I had hidden from the people who wanted to harm me so completely that I had hidden from any possibility of help. The invisibility I had built like armour, worn like a second skin, practised until it was indistinguishable from my actual self — it had worked. It had worked perfectly. No one knew where I was. I had made absolutely sure of that.
I tried to move. The white heat came again, total and specific.
My leg. Broken. My arm. Also broken and bleeding. My body, now using the clinical vocabulary I had spent years learning, turned against me. The diagnosis came with cold, professional precision: shock was imminent, blood loss was a factor, and no one was coming because no one knew to come, because I had made sure of it—on my birthday, in the one place I had come to think of as safe. But it had turned out to be safe from all the wrong things. I had built a life no one could find. I had become unreachable. I had become my own greatest achievement.
Stupid. So fucking stupid.
And now I was going to die at the bottom of a ravine on my twenty-sixth birthday, with a photo of my parents in my pack.
The darkness came in at the edges, the pain becoming something almost abstract, present everywhere and therefore somehow nowhere, the body's last mercy before it stopped arguing. Blackness.
Somewhere below, the river continued its indifferent movement through the ravine, carrying water from somewhere to somewhere else, following channels carved by forces older than any of this.

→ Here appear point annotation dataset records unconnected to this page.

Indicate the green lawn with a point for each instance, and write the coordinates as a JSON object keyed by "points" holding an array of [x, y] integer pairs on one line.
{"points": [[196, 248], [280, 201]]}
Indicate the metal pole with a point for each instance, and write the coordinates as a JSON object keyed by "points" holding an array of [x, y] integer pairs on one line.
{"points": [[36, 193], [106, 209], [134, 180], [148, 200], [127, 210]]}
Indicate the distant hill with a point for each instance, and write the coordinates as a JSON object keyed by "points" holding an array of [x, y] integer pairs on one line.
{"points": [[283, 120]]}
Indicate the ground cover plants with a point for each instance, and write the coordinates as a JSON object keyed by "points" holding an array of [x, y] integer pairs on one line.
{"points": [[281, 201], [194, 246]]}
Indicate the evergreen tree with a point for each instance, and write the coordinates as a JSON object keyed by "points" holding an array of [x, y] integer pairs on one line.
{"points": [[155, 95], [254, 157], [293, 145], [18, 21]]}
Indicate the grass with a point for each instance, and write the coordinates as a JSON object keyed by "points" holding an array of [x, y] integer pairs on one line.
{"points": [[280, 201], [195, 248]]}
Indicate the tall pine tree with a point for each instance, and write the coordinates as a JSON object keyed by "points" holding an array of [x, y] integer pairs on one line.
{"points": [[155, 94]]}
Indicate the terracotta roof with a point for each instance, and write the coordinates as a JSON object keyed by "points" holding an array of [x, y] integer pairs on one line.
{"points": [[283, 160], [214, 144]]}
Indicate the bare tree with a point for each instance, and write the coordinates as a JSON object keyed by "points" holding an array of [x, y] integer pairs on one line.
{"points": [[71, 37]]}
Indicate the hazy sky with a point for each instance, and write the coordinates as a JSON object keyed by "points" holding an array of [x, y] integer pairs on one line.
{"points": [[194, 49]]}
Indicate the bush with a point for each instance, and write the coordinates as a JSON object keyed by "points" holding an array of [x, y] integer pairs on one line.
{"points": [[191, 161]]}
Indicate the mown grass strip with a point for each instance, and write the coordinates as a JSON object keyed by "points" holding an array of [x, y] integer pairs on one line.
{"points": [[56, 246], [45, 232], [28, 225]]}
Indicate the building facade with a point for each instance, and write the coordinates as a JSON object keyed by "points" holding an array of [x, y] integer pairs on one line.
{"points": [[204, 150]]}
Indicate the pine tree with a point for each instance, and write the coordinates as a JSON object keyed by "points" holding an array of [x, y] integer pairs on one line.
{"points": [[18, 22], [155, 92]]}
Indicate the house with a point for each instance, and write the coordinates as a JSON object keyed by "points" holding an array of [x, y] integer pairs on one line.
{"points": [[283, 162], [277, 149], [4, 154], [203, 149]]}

I vaguely perceived being wrapped in something — warmth, careful hands, the translation of my broken body from the ledge to somewhere else, movement that suggested purpose, someone who knew this ravine, who had found me in a place I had been certain no one would look.
The pain confirmed it was real.
The hands were gentle in a way that felt practiced — not the efficiency of a medical team, but something older than that. Something that knew how to move a broken person through difficult terrain without asking permission, without announcing itself, without leaving a trace.
Then the darkness came, and I went somewhere without questions.